Here's a thought. A student in Philadelphia (close to where I used to live) received a perfect 2400 on her Scholastic Aptitude Test recently. To what did she attribute her high score? Well, she has read a lot ever since she was in primary school. But more importantly, she LIKES to read. Have you noticed that you often do well in a subject or a sport or just about any activity if you actually enjoy doing it? I think that's just common sense, but since I have a background in social science research, I'm sure hundreds of researchers have done studies to test out this "hypothesis."
"But how did she get a perfect score on the math section," you might be thinking. Well, she also likes to read math books too. Think about it. Reading is reading, so if you read a book about math or science, and enjoy what you're reading, even if the book has "exercises" or "tests" for you to complete, the chances are you will do well on those too.

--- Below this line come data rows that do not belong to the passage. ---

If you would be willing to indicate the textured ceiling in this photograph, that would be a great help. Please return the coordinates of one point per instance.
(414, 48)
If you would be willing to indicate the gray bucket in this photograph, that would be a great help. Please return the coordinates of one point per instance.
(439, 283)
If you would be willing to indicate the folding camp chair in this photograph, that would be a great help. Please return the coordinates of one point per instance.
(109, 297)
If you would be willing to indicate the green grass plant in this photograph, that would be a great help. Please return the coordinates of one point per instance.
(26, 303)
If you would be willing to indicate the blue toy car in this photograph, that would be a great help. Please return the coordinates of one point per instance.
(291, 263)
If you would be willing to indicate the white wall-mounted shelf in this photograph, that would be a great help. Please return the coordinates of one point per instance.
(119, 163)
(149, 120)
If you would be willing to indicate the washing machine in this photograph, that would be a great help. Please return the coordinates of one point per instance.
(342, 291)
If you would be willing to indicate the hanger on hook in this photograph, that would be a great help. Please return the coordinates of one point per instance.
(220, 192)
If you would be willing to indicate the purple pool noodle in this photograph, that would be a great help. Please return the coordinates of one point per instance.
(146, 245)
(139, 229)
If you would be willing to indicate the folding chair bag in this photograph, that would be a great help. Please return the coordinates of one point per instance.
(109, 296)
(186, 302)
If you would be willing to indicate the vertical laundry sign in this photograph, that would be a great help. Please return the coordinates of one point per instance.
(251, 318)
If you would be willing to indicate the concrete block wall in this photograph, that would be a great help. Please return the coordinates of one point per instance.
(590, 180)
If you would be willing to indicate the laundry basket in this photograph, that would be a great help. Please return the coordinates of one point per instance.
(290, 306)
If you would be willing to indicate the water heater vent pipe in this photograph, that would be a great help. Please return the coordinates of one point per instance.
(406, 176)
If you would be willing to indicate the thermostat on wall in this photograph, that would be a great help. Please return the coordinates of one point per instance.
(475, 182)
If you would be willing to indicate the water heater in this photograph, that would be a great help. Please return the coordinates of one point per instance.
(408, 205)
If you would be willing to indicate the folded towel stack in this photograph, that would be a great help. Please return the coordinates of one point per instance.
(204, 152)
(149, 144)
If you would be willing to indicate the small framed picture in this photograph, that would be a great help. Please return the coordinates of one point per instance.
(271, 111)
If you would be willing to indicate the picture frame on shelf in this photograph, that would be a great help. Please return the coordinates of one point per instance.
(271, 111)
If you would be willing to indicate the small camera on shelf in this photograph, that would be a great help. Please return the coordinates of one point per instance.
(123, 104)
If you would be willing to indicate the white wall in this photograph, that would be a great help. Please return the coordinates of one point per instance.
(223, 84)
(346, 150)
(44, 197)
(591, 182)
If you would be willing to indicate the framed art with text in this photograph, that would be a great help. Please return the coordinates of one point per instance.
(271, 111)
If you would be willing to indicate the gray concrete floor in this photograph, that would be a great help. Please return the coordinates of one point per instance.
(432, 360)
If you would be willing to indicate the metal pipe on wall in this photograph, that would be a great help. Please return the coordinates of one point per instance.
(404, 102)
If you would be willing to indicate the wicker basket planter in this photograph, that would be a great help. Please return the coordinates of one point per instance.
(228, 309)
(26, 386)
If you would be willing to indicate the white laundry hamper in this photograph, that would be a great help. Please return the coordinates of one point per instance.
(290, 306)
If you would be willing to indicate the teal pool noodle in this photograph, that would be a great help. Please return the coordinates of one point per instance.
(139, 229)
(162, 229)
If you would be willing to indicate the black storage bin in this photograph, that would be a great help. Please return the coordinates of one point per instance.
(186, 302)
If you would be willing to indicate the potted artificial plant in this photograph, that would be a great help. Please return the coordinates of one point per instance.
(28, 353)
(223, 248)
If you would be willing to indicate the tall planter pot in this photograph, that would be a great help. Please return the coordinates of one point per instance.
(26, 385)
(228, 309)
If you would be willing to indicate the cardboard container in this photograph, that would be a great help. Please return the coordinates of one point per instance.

One way people prepare for the SAT is through "mnemonics," which is a term used to describe a tool to help you remember. You may be able to memorize formulas like PEMDAS "Please excuse my Dear Aunt Sally," which, if you've ever studied algebra might be something your teacher taught you to help recall the chronology of functions in solving an equation, but it won't help you with most anything else, because you are not truly understanding why you're doing what you're doing. Here are two mnemonics I learned in school: HOMES and BANGS. OK, the first is designed to help you remember the names of the five Great Lakes on the Canadian/U.S. border: Huron, Ontario, Michigan, Erie, and Superior. Now that's something great to have in your memory bank, right? Mmmm..Can't say I've had much use for that one. BANGS is a device to help you remember which types of adjectives go before the noun in French. And they are adjectives that refer to beauty, age, number, gender, and size. However, if you end up studying a language using this type of device, you might end up disliking the subject. So, my advice is to find ways of liking learning.